Brown-Forman quickly recognized Barnes’s eagerness to learn all parts of the business and set a fast-track for her.

“They asked me if I would be interested in being a guinea pig for this production management training deal. And I should have had an idea that someone had a bigger plan, they were grooming me for something. Per usual I was just like, ‘Yes, I’ll do it!’“ Barnes exclaims. “I spent six months in production working all three shifts. I got a lot of experience and management experience very quickly running a crew of thirty union employees and me being just out of college with no management experience!”

At the end of her production management, Barnes was shown the track she was on.

“They asked me if I wanted to start training with Chris Morris. It was huge. I had no idea that it was coming. Total shock. I can’t imagine the look on my face when they offered it to me.”

Barnes embraced this new opportunity with unrestrained enthusiasm becoming Woodford Reserve’s first Master Taster and Master Distiller heir-apparent. But word of her skill – and, critically, attitude – had spread.

Out of the blue, she was offered a place with a new distillery, as-yet unnamed, but to be housed in historic Old Taylor Distillery. She was only 28 at the time.

MAKING NEW HISTORY

At the distillery eventually dubbed Castle & Key, Barnes seized her greatest opportunity – and challenge.

Inheriting a legacy from one of bourbon’s biggest names was a definite plus, but the distillery was in shambles. Barnes had to design, develop and implement her bourbon production methods almost from scratch. She also had to expand her repertoire from whiskey to gin.

Barnes added botany to her list of science pursuits. She began working with Master Gardener John Carloftis who was overseeing the landscape renovation of the distillery grounds.
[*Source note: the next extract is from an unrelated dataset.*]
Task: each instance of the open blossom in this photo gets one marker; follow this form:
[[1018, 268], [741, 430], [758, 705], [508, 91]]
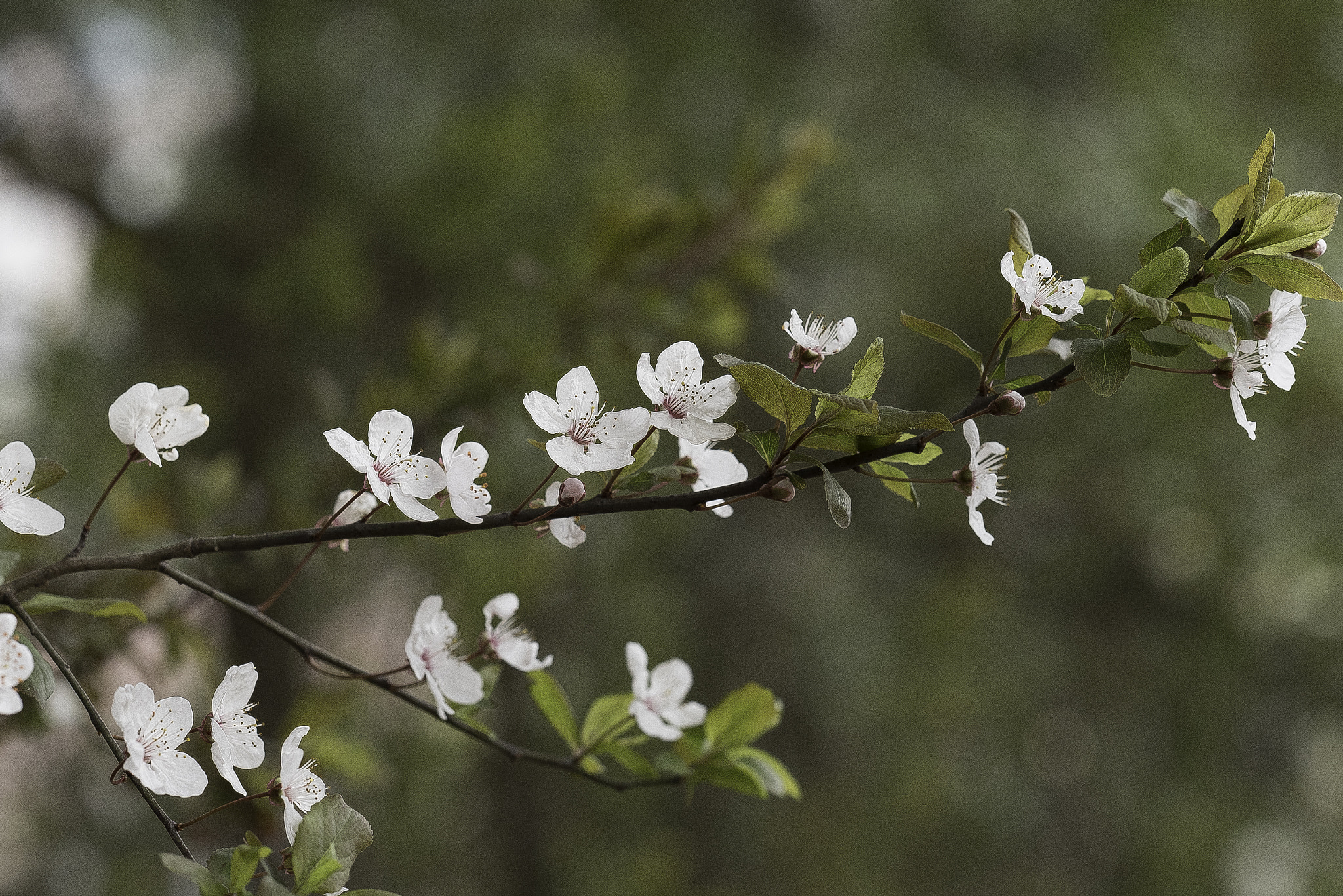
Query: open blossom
[[817, 340], [683, 404], [393, 473], [588, 440], [19, 511], [153, 731], [465, 464], [15, 665], [658, 705], [430, 653], [510, 641], [300, 789], [980, 478], [156, 421], [716, 468], [1283, 339], [233, 731], [1040, 290]]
The two created a private garden populated with native and Kentucky climate tolerant herbs and other botanicals for her to harvest as the flavoring agents for her gin.

Castle & Key Garden Created by Marianne Barnes and Master Gardener John Carloftis / Photo Credit: Malicote Photography

MARIANNE BARNES: ACCIDENTAL ROLE MODEL

While the multi-year project of fully restoring the Old Taylor Distillery is still underway, many folks are following Barnes’s progress – and not just spirits enthusiasts. Parents of girls considering STEM (science, technology, engineering and math) careers are looking to her, too.

“Every speaking engagement I go do, there will be a few people who come up to me afterward who say, ‘I would love for my daughter to meet you, you’re so inspiring. So-and-so is doing math maybe I can convince her to switch to engineering.’ I love it,” Barnes says with a genuine smile.

As an unexpected role model, one wonders what advice Barnes has for girls looking for a career path like hers.

“It might sound kind of cheesy, but you can achieve whatever you want to achieve and whatever you’re willing to work for,” Barnes says. “I think one of the things that got me where I am in an accelerated path was not letting opportunities pass me by. Lining myself up for them. I just kept raising my hand saying ‘Yes!’ And there’s something that they say about the difference between men and women, when an opportunity comes up men will take it if they think they have at least 20% of the skills to do the job and women, they won’t accept it unless they feel confident they know 80% of the responsibilities. So, being comfortable and being thankful, really, for what you have yet to learn and knowing that you are competent to grow into those new challenges.”

Castle & Key began producing spirits late 2016. Gin is expected to be released in 2017 with rye whiskey and bourbon to follow in the next few years. The distillery is expected to be open for visitors in fall 2017.